Tony e-mails to note Neil A. Lewis' "Rove Guided Career of Judicial Nominee in Filibuster Fight:"

Justice Priscilla R. Owen of the Texas Supreme Court declined a chance to be the court's first female chief justice last year so she could remain one of President Bush's nominees to a federal appeals court, Texas lawyers and political figures said in recent interviews.
The decision was one of three crucial moments in her judicial career in which she seemed to have been guided by the hand of Karl Rove, Mr. Bush's chief political strategist.
Justice Owen, along with Justice Janice Rogers Brown of the California Supreme Court, is now at the center of the partisan battle in the Senate over changing the filibuster rules. Senator Bill Frist of Tennessee, the Republican leader, said Friday that the two state justices, whose confirmations have been blocked by Democrats, would be brought to the Senate floor as part of the fight over changing the rules.
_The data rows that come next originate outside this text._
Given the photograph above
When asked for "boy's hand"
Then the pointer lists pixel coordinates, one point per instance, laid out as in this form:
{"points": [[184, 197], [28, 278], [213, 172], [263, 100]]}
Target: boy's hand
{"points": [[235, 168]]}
Tony asked that we note "the earlier thing" on Priscilla Owens. I'm assuing he means the May 3rd post "Editorial: Justice Denied or Justice Delayed? Priscilla Owens wants on the federal bench." (If that's not it, let me know, Tony.)

Maria e-mails to highlight C.J. Chivers' "Uzbekistan Shaken by Unrest, Violence and Uncertainty:"
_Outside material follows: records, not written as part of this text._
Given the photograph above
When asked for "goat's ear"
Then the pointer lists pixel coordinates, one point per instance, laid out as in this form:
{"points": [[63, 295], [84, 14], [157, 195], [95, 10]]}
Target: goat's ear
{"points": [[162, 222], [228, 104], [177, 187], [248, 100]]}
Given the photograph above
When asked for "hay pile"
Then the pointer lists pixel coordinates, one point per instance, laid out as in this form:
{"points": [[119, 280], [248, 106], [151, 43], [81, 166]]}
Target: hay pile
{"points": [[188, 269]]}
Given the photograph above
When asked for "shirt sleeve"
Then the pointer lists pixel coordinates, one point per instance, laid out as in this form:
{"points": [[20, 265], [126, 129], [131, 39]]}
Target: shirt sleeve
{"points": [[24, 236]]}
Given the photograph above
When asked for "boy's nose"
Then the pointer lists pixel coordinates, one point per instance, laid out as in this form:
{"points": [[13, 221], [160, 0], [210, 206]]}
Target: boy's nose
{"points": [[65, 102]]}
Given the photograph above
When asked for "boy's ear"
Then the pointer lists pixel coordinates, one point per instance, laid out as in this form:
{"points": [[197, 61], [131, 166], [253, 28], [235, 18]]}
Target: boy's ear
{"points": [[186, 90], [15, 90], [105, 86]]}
Skirmishing between armed Uzbeks and troops along Uzbekistan's border with Kyrgyzstan persisted Sunday, news agencies reported, as uncertainty grew about the circumstances and extent of bloodshed on Friday when the government suppressed a mass demonstration by force.
Reports of the number of deaths since the violence began varied widely, from dozens to hundreds of civilians.
The Associated Press reported that residents of the village of Tefektosh had said the latest clashes left several soldiers dead. Uzbekistan's president, Islam A. Karimov, said Saturday that 10 government soldiers and "many more rebels" had been killed.
None of the reports could be verified, and it was difficult to determine who was fighting, and with what ambitions, although in addition to elements of a general uprising against a repressive government, armed and newly freed inmates were in the area of strife. Telephone service has been intermittent, and the Uzbek government has forced many journalists to leave.

On that last note, we'll note this from Reporters Without Borders, "Reporters Without Borders 'extremely worried' as journalists expelled from Andijan:"
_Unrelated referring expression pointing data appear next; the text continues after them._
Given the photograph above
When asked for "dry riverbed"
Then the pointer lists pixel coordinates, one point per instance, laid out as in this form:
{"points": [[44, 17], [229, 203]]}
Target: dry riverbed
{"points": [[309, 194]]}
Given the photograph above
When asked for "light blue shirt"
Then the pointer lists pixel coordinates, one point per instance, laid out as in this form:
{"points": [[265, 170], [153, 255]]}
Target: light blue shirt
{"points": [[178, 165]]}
Uzbek security services enforced the expulsions. Reuters news agency reported that its correspondent in Andijan was ordered to leave the city in half an hour, failing which police would be unable to guarantee his safety.
The agency said that seven journalists had been made to leave, mostly working for foreign newspapers, but a reporter with local agency Ferghana and another working for an opposition website were also forced to leave.